Hi,
I have Illumina 100 bp paired end RNA-Seq data from a non-model species. I mapped it to the closely related genome available and I used STAR to do this task. I mainly did this to see if I could use the genome of the organism for a genome guided assembly. It turns out that I got an overall alignment rate of 0.93%. I used default parameters for this, however working around the parameters only increased the results to 1-2%. The species I'm working with is a cephalopod.

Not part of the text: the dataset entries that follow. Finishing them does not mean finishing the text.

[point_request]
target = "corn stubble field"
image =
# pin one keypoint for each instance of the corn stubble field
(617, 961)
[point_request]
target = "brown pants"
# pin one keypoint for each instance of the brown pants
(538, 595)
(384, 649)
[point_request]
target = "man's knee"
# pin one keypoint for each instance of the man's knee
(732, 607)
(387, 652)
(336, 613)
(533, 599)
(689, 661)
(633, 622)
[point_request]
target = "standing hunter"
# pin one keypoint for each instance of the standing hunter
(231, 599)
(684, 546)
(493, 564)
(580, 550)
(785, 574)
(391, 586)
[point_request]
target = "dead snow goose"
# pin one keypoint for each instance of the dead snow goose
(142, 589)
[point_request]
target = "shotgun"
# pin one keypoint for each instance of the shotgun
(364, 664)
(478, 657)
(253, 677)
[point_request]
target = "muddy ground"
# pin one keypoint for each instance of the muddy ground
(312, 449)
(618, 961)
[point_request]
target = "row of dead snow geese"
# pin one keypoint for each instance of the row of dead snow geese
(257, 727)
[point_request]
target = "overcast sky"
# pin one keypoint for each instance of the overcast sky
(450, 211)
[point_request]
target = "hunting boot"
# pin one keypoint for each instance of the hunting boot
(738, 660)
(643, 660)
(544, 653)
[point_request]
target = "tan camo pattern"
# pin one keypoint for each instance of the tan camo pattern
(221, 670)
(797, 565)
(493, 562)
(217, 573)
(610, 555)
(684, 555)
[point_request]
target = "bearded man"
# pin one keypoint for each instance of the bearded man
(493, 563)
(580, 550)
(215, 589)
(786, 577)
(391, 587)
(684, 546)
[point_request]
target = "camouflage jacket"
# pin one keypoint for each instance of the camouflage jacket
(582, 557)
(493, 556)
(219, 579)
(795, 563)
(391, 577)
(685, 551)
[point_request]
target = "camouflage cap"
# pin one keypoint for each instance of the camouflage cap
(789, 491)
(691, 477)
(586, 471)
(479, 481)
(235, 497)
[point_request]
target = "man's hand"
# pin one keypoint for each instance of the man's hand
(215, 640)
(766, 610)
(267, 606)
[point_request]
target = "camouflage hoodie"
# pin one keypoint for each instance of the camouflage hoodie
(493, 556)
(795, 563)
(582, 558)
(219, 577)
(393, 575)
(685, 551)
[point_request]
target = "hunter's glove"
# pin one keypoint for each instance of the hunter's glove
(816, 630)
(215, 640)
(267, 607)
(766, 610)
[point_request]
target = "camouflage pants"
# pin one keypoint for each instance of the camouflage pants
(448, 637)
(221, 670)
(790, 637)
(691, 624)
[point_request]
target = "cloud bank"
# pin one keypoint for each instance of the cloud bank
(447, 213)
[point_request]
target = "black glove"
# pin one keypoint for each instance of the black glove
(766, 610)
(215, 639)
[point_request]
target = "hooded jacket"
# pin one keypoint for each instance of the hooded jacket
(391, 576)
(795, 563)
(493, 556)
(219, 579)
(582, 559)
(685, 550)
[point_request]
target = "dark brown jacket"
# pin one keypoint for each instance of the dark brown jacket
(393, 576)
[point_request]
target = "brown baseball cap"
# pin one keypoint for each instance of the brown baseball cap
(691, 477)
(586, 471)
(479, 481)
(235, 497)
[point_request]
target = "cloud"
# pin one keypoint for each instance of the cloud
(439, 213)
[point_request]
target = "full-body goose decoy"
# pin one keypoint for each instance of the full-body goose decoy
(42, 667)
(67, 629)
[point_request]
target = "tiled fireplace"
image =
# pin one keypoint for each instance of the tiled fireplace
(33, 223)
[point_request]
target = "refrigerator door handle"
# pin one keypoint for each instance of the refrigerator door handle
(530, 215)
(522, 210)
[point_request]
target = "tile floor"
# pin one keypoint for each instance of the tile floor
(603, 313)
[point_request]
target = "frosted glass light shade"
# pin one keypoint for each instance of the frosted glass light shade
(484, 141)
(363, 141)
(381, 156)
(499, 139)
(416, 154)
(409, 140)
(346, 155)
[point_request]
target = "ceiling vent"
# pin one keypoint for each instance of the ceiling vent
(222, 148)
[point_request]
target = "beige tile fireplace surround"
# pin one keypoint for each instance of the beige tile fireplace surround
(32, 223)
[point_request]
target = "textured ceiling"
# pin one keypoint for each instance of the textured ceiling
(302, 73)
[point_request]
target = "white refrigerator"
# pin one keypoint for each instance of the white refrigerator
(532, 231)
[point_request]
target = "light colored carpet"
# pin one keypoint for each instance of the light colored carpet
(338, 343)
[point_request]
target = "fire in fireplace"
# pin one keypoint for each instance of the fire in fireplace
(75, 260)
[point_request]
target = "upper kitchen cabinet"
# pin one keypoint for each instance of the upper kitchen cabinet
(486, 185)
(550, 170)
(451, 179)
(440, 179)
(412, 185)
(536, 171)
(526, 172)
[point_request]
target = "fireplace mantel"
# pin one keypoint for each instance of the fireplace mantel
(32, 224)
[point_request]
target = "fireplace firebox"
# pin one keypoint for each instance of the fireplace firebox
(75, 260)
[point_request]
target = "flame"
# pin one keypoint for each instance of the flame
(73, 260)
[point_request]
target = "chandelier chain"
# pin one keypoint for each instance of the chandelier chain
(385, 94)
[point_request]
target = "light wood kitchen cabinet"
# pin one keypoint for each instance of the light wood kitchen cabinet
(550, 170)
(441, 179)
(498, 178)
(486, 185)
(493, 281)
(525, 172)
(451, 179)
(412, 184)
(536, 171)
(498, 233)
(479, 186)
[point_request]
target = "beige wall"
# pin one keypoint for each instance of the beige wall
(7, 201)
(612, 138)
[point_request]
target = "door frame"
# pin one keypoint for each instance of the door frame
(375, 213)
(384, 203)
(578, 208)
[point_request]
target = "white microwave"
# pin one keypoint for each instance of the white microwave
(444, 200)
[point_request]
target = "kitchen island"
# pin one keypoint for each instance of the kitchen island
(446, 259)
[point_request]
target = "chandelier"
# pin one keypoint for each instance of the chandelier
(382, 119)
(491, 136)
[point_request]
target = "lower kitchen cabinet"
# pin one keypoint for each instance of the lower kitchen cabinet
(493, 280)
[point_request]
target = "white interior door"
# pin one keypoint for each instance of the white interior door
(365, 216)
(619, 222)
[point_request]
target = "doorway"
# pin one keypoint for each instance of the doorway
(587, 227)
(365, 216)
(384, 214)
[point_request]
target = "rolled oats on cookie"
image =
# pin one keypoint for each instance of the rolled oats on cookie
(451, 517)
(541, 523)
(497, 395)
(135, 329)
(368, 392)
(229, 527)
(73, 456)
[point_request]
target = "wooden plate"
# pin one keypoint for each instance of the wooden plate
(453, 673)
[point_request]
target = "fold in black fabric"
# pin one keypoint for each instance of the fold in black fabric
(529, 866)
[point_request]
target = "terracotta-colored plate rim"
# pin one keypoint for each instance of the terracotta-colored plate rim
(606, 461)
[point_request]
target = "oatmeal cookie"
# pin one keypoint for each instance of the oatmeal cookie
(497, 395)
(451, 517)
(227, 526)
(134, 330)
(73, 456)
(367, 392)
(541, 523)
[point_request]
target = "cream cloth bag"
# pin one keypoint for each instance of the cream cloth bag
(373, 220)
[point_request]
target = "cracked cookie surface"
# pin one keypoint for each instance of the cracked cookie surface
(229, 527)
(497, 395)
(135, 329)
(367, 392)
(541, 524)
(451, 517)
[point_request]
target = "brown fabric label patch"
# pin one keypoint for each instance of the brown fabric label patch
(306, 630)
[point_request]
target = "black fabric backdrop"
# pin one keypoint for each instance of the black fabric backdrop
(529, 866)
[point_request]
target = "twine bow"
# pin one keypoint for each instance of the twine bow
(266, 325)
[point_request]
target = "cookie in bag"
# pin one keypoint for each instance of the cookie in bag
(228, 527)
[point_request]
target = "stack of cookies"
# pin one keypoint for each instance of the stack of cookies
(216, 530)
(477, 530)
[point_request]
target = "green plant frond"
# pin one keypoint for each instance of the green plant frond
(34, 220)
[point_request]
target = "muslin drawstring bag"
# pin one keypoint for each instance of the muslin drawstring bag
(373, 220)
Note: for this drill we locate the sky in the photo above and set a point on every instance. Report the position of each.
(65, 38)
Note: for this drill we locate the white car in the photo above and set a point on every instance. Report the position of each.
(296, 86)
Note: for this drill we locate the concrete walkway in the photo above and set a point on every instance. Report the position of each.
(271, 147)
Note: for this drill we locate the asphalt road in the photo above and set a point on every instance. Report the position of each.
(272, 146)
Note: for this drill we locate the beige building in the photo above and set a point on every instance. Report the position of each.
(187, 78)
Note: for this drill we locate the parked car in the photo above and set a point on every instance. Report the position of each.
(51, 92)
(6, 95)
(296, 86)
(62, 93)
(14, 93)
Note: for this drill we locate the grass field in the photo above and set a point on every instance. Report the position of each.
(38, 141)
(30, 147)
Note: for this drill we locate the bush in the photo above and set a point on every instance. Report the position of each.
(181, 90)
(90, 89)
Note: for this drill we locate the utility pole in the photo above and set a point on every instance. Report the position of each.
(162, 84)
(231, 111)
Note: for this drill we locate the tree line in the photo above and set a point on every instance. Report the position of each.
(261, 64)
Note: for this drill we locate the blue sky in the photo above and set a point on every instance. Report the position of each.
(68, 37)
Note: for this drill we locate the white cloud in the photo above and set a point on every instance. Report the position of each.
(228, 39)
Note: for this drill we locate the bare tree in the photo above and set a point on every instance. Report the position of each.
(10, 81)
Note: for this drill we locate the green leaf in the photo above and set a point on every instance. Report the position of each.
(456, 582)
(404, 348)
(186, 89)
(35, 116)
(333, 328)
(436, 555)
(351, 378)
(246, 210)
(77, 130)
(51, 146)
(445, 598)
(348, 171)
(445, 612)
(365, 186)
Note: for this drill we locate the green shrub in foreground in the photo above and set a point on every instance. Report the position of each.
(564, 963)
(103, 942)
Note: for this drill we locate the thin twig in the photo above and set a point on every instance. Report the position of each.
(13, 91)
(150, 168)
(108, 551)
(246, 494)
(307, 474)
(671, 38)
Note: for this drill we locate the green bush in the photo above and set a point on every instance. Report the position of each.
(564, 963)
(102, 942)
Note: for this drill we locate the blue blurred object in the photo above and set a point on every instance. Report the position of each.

I'm not really interested in increasing the mapping rate at this point (since this was mainly for exploratory analysis). However I wanted to know what other downstream analysis can I do on the reads that actually did map (I'm assuming these would be tRNAs, histones etc). Basically I want to be able to make plots for the sequences that did align, but not sure what programs I can use to represent my data. Any ideas would be great :)
I also wanted to know if others have done a similar analysis and got similar results? What conclusions did you derive from this sort of analysis?
Guided assembly from RNA-seq? for what?, However, if the mapping percentage to related specie is low, you can perform a de novo assembly (transcripts), predict orfs and blast them to predict functions... etc etc. I think that plot your actual results does not have any sense because because they may be related to sequencing noise, however you can try using the .sam file and htseq or even samtools -view.
I think the first thing to do when you get a very low mapping percentage, is to take some of your reads and do blast against the ncbi nr database, and see what kind of organisms you get hits to. Your reads may not be what you expected them to be.
Cant up vote what mastal511 said enough. You literally have less than 1% idea of what your data is. For all you know it could be contaminated.
On a side note - If there is no reference genome, why don't you make an attempt at de-novo assembly and try to get it published?